Studio album by Os Paralamas do Sucesso
- Released: 1983
- Recorded: EMI Studios, Rio de Janeiro City 1982/1983
- Genre: Reggae rock, new wave, ska
- Length: 30:51
- Label: EMI
- Producer: Marcelo Sussekind

Os Paralamas do Sucesso chronology
|  | Cinema Mudo (1983) | O Passo do Lui (1984) |

= Cinema Mudo =

Cinema Mudo (Portuguese for Silent Film) is the debut album by Brazilian rock band Os Paralamas do Sucesso. It was released in 1983 to critical acclaim, selling more than 90,000 copies.

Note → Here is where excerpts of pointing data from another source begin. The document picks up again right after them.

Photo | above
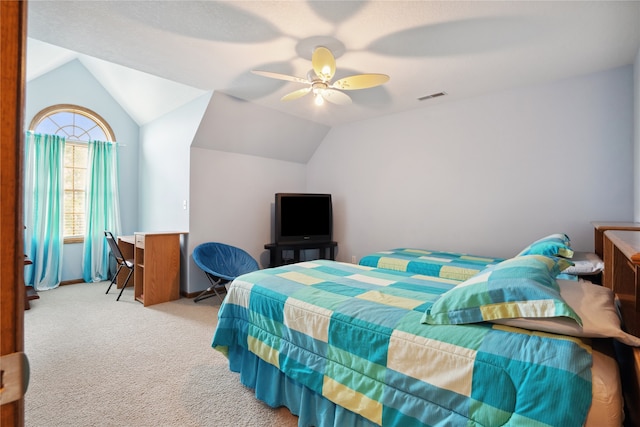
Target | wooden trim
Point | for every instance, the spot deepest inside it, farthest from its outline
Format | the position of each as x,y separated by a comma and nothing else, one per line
12,291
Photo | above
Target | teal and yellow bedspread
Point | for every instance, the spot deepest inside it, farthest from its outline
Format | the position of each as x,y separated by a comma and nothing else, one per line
353,335
450,265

The songs "Vital e a Sua Moto" and "Vovó Ondina É Gente Fina", the two main singles of the album, are homages to Vital Dias (the former drummer of the band) and bassist Bi Ribeiro's grandmother, respectively.

Professional ratings
Review scores
| Source | Rating |
| Allmusic |  |

==Track listing==

| No. | Title | Lyrics | Length |
|---|---|---|---|
| 1. | "Vital e Sua Moto" (Vital and His Motorcycle) | Herbert Vianna | 3:10 |
| 2. | "Foi o Mordomo" (The Butler Did It) | Vianna | 3:50 |
| 3. | "Cinema Mudo" (Silent Film) | Vianna | 3:49 |
| 4. | "Patrulha Noturna" (Night Patrol) | Vianna | 2:53 |
| 5. | "Shopstake" | Instrumental | 3:00 |
| 6. | "Vovó Ondina É Gente Fina" (Granny Ondina Is Cool) | Vianna | 1:59 |
| 7. | "O que Eu Não Disse" (What I Did Not Say) | Vianna, João Barone, Renato Russo | 3:37 |
| 8. | "Química" (Chemistry) | Russo | 3:01 |
| 9. | "Encruzilhada" (Intersection) | Vianna | 2:56 |
| 10. | "Volúpia" (Lust) | Vianna | 2:36 |

==Personnel==
- Os Paralamas do Sucesso
- Bi Ribeiro — bass
- Herbert Vianna — guitar, vocals, harpsichord in "Cinema Mudo"
- João Barone — drums, percussion

- Additional musicians
- Léo Gandelman — metal arrangements in "Volúpia"
- Marcelo Sussekind — harpsichord in "Cinema Mudo"
- Lulu Santos — slide guitar in "O que Eu Não Disse"
- Ruban — keyboards in "Foi o Mordomo"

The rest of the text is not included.